Give a description of M-theory your grandmother can understand Inspired by this question, let me ask a similar question. Is it possible to do the same (give a description of M-theory your grandmother could understand)for M theory? While I know even experts don't understand it properly, I still hope some basic ideas may be expressed. Is it just a hypothetical non-perturbative formulation of quantume gravity whose different limits for varisous coupling constants are five string theories and 11d supergravity or theorists know about it in more detail?
Edit:
As far as my grandmother is concerned let me inform that she has a Phd (HEP her specialization) and quite a smart woman. She has also a good knowledge of GR. So she won't mind technical staff. What she finds frustrating is that there is no rigorous definition of M-theory available to her. In her age (80) she doesn't hope to understand every details of M-theory but she certainly can find some definition of M-theory helpful.
 A: Here is something, which may be aiming a little low...
The main two ways we describe our universe, quantum mechanics and general relativity, contradict each other when applied simultaneously. This seems to point out that the quantum nature of spacetime itself needs to be understood better. 
One way to resolve theoretical problems with our current understanding of spacetime is to embed it in a larger theoretical structure, which has powerful underlying symmetries. Those symmetries cannot be too restrictive: they should be enough not only to make the model well-behaved, but also to be consistent with the not-quite-so-symmetric world we see around us. 
This way of thinking has led to the theoretical structure of string theory and then M-theory. To study the structure of the theory, it is useful to first concentrate on the most symmetric situations, even though these are the most removed from our world. At first, this led to study of supersymmetric string theories in 10 dimensions (higher dimensional theories are more symmetric - their Lorentz invariance is larger and more restrictive). Later it turned out that those are all secretly related to an even larger  and more symmetric structure, dubbed M-theory, which describes all the previously known string theories as well as 11-dimensional supergravity.
The story is not finished, we only have bits and pieces of the underlying structure that is M-theory. But, we do have many indications we are on the right track. As always with deep structures we found side benefits in the form of unexpected applications in mathematics and physics. 
One of the unexpected discoveries is that quantum gravity is not all that different from other parts of physics, and sometimes conventional physics can be reformulated in different variables to make it equivalent to a quantum gravitational theory. Using classical and semi-classical gravity calculations then helps us explore conventional physics in regimes otherwise inaccessible. This is the whole subject of holography and its applications.

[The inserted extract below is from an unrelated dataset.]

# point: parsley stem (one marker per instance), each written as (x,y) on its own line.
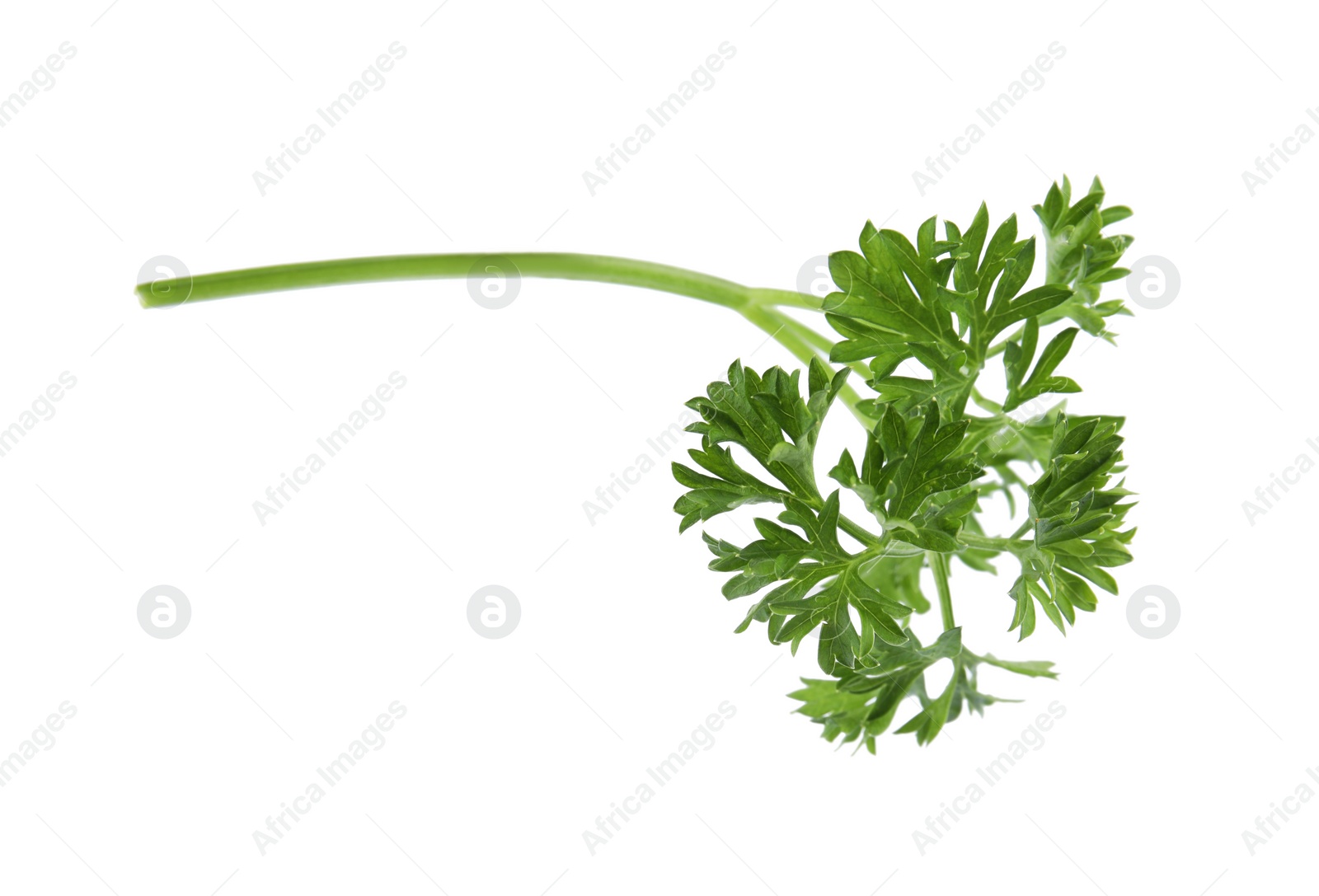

So, what we seem to have found is, instead of a specific model to describe our universe at short distances (or high energies), a whole new language in which we describe and discuss physics - and not just high energy physics. Where precisely this is going to lead is anyone’s guess.
Now, if your grandmother feels patronized, has more knowledge of physics and would like to ask more specific questions, I can try to add more details. It is a very large subject...
(see also the answers to this similar question)
A: I tend to explain this with analogues with instruments.  I say imagine a string, like a guitar string or a piano string.  However, this string has some interesting properties.  The tension in the string is due to the quantum uncertainty principle.  Because quantum mechanics says we are not able to identify the position of the string to complete precision while also knowing its momentum, this means there is a constant wavy motion which occurs.  This waviness happens whether we are pulling on the string or not.  So the string has its own tension.
Now for the open string there are these flapping open ends, a bit like bullwhips cracking in space.  This means that waves are reflected off the ends and waves going up and down are the same.  This is different from a closed string, which is a loop that have waves going clockwise and counter-clockwise (left & right) which are independent.  Now let us suppose we take that open string and put in on a sound board. The end points are now held fixed and a wave which approaches the endpoint is reflected off by this fixed point.  However, the sound board, which we will now call a membrane, or D-brane, may adjust in response.  So that reflected wave on the string may be changed in a way so that it has an independent part from the incoming wave.  This means the wave dynamics on that open string tied to D-brane becomes similar to the wave dynamics on the closed string.
In this way the behavior of quantum strings with respect to these D-branes, which are similar to Fermi surfaces or “defects” in space (with a follow on discussion on Fermi surfaces etc) can be transformed from one type to the other.  
I mean really, if you are talking to “grandmas” discussions about symmetries and the like will be little more than soporific.  Gotta keep it really simple, even if maybe slightly wrong. In the case of sb1's gramma this could be a sort of spring board for going into deeper discussions.  However, this gives at least a physical sense of M-theory.
A: M-theory is a conjectured 11-dimensional theory with the property that, compactified on a circle, it becomes Type IIA string theory, and, compactified on a line segment, it becomes E8 x E8 heterotic string theory. At some level of description, it should consist of 2- and 5-dimensional supermembranes coupled to the fields of 11-dimensional supergravity. An exact formulation is not known, but arXiV:1012.0459 reviews recent progress.